2.
Avec le capot ouvert, les voitures qui lui agressaient les oreilles et le soleil qui lui brûlait le crâne, Callinoé se sentait particulièrement con. Il regardait les entrailles de la R5, honteusement conscient qu’il ne le faisait que parce qu’il avait vu des séries. Malheureusement, ses talents de mécanicien s’arrêtait là.
— Fais pas semblant, Callie ? ronchonna Roxanne à ses côtés.
Elle avait croisé les bras et, en dépit de ses lunettes de soleil, il pouvait sentir son regard lui transpercer la nuque. Il referma le capot dans un soupir, sentant ses joues le brûler de gêne.
— On redémarre ou on appelle l’assurance ? demanda-t-elle plus incertaine.
Elle traçait des sillons dans la terre du côté de sa basket. De l’autre côté, appuyée à la portière et fixant le ciel bleu, Paul fumait une cigarette.

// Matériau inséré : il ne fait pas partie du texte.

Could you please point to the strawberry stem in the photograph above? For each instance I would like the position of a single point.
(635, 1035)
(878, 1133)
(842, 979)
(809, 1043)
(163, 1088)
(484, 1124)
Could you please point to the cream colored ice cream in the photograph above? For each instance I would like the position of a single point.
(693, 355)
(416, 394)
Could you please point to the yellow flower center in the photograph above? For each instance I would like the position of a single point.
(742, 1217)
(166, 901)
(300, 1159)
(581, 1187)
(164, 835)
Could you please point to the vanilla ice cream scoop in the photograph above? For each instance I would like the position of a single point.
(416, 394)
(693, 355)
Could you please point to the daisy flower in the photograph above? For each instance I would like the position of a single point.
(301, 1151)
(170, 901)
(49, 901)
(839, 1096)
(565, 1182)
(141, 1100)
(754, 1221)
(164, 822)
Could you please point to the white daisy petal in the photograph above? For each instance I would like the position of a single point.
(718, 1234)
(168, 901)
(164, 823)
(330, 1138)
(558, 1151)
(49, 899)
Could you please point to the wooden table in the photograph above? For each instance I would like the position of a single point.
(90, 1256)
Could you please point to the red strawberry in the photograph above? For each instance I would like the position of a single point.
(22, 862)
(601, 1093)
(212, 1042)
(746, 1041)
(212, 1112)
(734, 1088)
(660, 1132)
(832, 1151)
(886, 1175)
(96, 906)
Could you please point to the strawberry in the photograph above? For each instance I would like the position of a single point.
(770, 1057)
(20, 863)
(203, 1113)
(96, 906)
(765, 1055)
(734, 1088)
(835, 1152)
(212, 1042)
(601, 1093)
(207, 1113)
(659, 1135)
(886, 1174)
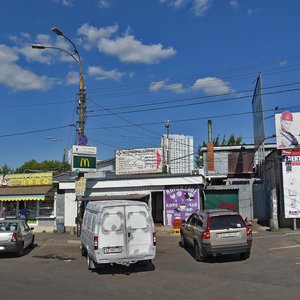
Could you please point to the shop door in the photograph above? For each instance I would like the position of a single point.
(157, 207)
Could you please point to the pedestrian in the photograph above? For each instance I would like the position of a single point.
(286, 138)
(3, 213)
(23, 213)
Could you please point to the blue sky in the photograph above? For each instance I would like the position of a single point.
(144, 62)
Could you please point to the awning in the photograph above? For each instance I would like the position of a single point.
(26, 193)
(115, 197)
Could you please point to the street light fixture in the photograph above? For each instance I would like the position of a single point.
(65, 150)
(76, 56)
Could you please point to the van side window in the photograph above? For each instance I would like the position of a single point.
(137, 220)
(112, 222)
(93, 222)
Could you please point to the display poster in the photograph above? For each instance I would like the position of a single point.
(26, 179)
(291, 183)
(180, 202)
(287, 130)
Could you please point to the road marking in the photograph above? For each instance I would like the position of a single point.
(287, 247)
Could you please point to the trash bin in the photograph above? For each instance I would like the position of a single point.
(60, 225)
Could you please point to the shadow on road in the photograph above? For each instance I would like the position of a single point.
(214, 259)
(123, 270)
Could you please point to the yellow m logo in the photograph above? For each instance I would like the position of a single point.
(84, 162)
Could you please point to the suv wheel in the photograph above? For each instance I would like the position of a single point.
(182, 241)
(199, 255)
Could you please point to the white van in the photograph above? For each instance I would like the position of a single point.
(117, 232)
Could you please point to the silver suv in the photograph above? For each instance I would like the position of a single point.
(216, 231)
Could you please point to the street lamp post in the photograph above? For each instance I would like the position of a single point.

— On pourrait appeler papa, dit-il.
— On pourrait, mais ils vont paniquer.
Elle ne le freinait pas, mentionnait simplement l’évidence. Sa mère allait exiger qu’ils rentrent et son père aurait ce débit de parole stressant et s’emporterait quand Callinoé lui dirait de se calmer.
À cet instant, comme une prière muette qui se serait exaucée, une voiture se gara devant eux. Par la vitre arrière, ils virent un petit garçon — cinq ans, peut-être — les observer. Paul les rejoignit, écrasant son mégot sous la semelle de sa chaussure avant de le glisser dans sa poche. Une femme sortit du côté conducteur.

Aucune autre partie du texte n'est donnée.